JPR Williams, whose death at the age of 74 was announced Monday by his club Bridgend Ravens, redefined the role of the full-back in the 1970s to invent “total rugby” with the great Welsh generation that reigned then on the Five Nations Tournament. Lively and endowed with great athletic qualities, he breaks conventions and intercepts passes, plays with his feet, often out of time, to destabilize the opposing game. With him, the back, until then rather static, becomes capable of scoring tries.
Williams has the chance to be part of a Leek XV at the height of its glory. He is one of the eight Tournaments won by the Welsh between 1969 and 1979, including three Grand Slams in 1971, 1976 and 1978. His partners include players who have also become legendary: Gareth Edwards, Phil Bennett, Barry John and, at the end of his career, his namesake J.J. Williams. He was then identified by sports journalists only by his initials “JPR”.
Flamboyant on the pitch, he is also flamboyant in his physique. Huge sideburns reaching the corners of his lips, hair blowing in the wind, an alert and mischievous eye, this player who does not have the build of a mover (1.85 m, 75 kg) imposes his elegance. Even his corkscrew socks become a genre. “The rugby world has lost one of its greatest players of all time, a man who revolutionized the fullback position during a twelve-year international career that included 55 caps for Wales and eight for the British
However, it was not rugby that John Peter Rhys Williams favored in his youth but tennis. Born in Bridgend, 40 kilometers west of Cardiff, in a family where the oval still holds a large place, it was on the courts that he achieved his first success. Both doctors, his parents intended him to follow in their footsteps but his father, a great fan of the oval ball, also made JPR and his three brothers play rugby on the family tennis court.
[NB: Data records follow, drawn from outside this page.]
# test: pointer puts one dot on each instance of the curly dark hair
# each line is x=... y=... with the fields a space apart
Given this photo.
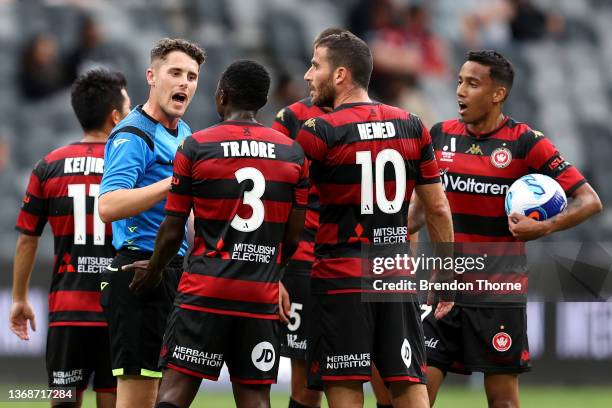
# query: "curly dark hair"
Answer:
x=166 y=45
x=500 y=68
x=246 y=84
x=95 y=94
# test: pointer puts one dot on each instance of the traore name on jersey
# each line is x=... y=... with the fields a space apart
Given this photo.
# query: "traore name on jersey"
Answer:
x=241 y=179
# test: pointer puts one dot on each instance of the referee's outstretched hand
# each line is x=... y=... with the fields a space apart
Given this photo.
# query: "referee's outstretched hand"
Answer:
x=144 y=278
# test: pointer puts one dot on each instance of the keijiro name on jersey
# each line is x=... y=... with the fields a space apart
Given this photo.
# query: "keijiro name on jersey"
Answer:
x=470 y=185
x=376 y=130
x=83 y=165
x=248 y=148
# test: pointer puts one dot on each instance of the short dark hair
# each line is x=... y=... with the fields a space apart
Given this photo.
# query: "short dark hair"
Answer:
x=246 y=84
x=167 y=45
x=500 y=68
x=95 y=94
x=329 y=31
x=348 y=50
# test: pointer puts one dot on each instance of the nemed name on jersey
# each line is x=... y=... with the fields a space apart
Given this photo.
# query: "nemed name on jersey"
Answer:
x=248 y=148
x=376 y=130
x=83 y=165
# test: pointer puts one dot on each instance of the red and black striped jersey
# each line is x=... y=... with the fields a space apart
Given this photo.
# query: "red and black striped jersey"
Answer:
x=477 y=171
x=241 y=179
x=288 y=121
x=63 y=190
x=366 y=160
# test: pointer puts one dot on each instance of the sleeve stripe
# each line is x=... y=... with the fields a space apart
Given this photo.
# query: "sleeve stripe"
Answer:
x=137 y=132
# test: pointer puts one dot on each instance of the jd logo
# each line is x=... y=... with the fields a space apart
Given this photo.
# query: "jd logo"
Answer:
x=406 y=353
x=263 y=356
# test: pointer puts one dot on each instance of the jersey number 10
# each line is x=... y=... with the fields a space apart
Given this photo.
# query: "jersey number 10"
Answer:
x=364 y=158
x=77 y=192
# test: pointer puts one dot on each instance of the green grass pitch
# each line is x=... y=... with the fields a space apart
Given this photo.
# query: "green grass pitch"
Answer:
x=453 y=397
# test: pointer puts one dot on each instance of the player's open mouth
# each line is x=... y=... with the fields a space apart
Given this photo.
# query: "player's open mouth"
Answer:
x=179 y=97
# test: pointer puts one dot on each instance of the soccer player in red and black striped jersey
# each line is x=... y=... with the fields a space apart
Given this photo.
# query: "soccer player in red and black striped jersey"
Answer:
x=480 y=155
x=63 y=191
x=345 y=146
x=247 y=186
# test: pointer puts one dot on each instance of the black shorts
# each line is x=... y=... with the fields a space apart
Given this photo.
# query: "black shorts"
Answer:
x=488 y=340
x=351 y=334
x=75 y=353
x=198 y=343
x=293 y=335
x=137 y=322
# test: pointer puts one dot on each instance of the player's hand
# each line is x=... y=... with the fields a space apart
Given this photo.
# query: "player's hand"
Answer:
x=144 y=278
x=21 y=313
x=442 y=309
x=284 y=304
x=524 y=228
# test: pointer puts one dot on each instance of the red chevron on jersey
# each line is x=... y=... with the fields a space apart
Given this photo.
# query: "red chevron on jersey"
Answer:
x=477 y=171
x=289 y=120
x=241 y=194
x=358 y=205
Rather than choosing between one or the other, the young boy pursues both. Wales’ junior tennis champion, he was also selected to play rugby with the national under-fifteen team. The oval only definitively took over with his selection at 19 for the Welsh B team’s tour to Argentina. Before he turned twenty, he obtained his first international cap in the Five Nations Tournament against Scotland in 1969 at Murrayfield, with a victory to boot.
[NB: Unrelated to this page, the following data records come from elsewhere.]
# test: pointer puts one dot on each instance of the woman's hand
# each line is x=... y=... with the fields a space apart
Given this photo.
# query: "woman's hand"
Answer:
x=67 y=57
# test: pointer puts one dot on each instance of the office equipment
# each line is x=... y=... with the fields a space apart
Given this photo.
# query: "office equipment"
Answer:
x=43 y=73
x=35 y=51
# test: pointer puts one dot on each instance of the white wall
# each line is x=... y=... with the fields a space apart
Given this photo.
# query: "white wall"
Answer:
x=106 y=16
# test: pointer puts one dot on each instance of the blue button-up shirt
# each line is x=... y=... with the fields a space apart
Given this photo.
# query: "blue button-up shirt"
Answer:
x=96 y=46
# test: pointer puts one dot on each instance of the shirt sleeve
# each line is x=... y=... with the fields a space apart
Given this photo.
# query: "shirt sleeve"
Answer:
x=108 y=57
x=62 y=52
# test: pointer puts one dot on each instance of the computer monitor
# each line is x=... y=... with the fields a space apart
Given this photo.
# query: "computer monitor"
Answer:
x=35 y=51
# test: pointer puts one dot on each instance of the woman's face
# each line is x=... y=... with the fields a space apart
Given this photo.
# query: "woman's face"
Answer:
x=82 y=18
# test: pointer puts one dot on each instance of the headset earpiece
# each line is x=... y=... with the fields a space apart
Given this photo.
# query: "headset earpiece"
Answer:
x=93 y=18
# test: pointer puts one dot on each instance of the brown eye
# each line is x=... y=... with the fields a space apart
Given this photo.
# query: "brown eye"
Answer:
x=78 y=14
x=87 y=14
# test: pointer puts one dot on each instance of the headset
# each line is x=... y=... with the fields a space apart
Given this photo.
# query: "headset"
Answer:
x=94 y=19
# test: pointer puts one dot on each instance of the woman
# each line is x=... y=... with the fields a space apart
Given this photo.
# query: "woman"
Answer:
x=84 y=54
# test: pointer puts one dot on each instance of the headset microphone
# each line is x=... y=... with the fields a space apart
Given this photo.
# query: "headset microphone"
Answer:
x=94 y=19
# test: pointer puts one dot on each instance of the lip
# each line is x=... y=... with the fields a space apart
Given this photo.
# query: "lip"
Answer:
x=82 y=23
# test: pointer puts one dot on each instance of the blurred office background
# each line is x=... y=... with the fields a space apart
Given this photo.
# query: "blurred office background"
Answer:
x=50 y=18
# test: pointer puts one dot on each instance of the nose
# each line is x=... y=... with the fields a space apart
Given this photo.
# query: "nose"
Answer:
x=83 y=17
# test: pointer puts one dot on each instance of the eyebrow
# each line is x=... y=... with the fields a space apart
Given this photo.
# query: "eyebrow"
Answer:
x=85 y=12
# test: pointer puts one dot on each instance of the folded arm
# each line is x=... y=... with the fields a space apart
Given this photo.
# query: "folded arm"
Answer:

Despite his success in rugby, he never lost sight of his medical career. From 1977, he reduced the time devoted to sport to pass his final exams as an orthopedic surgeon. “I usually say that I spent half my life breaking my bones on rugby fields and the other half putting other people’s bones back together in the operating room,” he will say. he in his biography published in 2007.
He definitively bowed out of the national team in 1981 but continued to play until 2003, notably for Tondu RFC in the small town of Aberkenfig, not far from his hometown. He will finally be able to play winger, his favorite position, even if he is celebrated as one of the best fullbacks in the history of the game. He then plays cricket at regional level and becomes president of the Bridgend rugby club. Ravens.
“He was the rock of the defenses of every team he played for, the inspiration of counter-attacks and the man who feared nothing and who believed that a cause was never lost,” said continued Terry Cobner. “We all thought,” added the Welsh rugby boss, “that he was ‘Mister Indestructible’.”